I Was Fooled At The Chef Neal Fraser McDonald’s Dinner
If you’re a Los Angeles foodie, you probably heard all the fuss about Chef Neal Fraser’s dinner using McDonald’s ingredients. I was among the food bloggers in attendance and it was quite an experience. First of all, I didn’t think overly hard about accepting the event invite – it sounded like fun and I love Fraser’s Fritzi Dog. So why not check it out this secret event with some foodies? It was held at the historic Carondelet House, a gorgeous space in MacArthur Park.
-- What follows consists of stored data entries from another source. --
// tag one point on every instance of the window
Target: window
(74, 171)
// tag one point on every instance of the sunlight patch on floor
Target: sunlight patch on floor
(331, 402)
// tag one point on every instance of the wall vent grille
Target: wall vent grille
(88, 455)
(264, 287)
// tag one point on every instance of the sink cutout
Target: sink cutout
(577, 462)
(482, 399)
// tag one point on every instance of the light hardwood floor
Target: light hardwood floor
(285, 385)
The night began with an hour-long wine and beer mix-n-mingle in the lobby, where I bumped into some foodie friends and we tried to figure out 1. When we would finally get to eat dinner and 2. What was this event for – was Fraser testing a new concept? Announcing a new restaurant? So mysterious.
Finally, we all headed into the dining room after imbibing and took our gorgeously decorated seats.
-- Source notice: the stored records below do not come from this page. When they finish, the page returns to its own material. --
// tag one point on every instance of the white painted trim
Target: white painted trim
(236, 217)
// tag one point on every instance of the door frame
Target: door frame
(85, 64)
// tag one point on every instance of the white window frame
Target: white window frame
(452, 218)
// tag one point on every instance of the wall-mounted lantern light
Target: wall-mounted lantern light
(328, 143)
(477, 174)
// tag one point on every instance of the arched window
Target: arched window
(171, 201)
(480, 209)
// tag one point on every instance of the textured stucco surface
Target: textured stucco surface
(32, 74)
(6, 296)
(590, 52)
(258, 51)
But something seemed a little off…
Foodie events DO NOT USUALLY HAVE CEILING CAMERAS! And constant videography. And microphones under the table flowers. Before the five courses started coming out, Fraser said this dinner was an “experiment” and that all would be revealed after the final course.
And so with that, we were off!
The food was…decent. I noticed that the spicy meatballs weren’t as much spicy as they were incredibly salty. The avocado soup has a nice kick to it. My least favorite of the night was the coffee custard, which I was looking forward to! It was mostly bitter and lacked any sweetness it looks like it has.
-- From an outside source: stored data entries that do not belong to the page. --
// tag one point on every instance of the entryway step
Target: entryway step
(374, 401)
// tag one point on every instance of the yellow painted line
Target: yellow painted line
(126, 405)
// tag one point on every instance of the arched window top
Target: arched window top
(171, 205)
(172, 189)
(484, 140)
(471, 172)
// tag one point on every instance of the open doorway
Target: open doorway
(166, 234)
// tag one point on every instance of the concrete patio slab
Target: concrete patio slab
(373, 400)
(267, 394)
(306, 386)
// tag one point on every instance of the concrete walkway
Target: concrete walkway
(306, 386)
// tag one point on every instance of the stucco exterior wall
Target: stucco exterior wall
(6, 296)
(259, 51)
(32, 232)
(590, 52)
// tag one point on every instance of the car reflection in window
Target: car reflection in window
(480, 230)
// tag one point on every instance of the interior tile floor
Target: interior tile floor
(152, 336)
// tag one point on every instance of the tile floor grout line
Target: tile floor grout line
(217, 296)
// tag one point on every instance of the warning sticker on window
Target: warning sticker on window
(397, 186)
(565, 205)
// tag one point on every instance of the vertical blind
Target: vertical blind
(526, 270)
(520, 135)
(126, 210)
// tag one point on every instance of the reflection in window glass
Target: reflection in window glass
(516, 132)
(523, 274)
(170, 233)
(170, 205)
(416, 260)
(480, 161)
Throughout the dinner, my table mostly theorized that Walmart could be the culprit behind the secret ingredients.
Folks who ate all the way to the bottom of the coffee custard found out the big reveal in the bowl: The Golden Arches of McDonald’s. Fraser came out and spoke about the experiment once all was revealed.
McDonald’s franchise owner-operators also came out to mingle amongst the foodies and food writers to talk about how McDonald’s is not all corporate; some franchises are family-owned, just like a small business.
In the aftermath, the place cleared out pretty quickly. Fellow foodies felt tricked and some were appalled. To be honest, I thought it was a fun experience. It was a fun mystery and a cool way to bond with fellow food enthusiasts. Did I love the food? No; actually, it gave me hella heartburn later and that was not fun.
Am I pissed that I was tricked? Not really. If I’m pissed about anything, it’s the heartburn.
UPDATE 2/12/2016: I actually got more sick/more-than-heartburn stomach distress from the food after the event — my usual reaction to McDonald’s food. I wasn’t shocked, but I was very disappointed.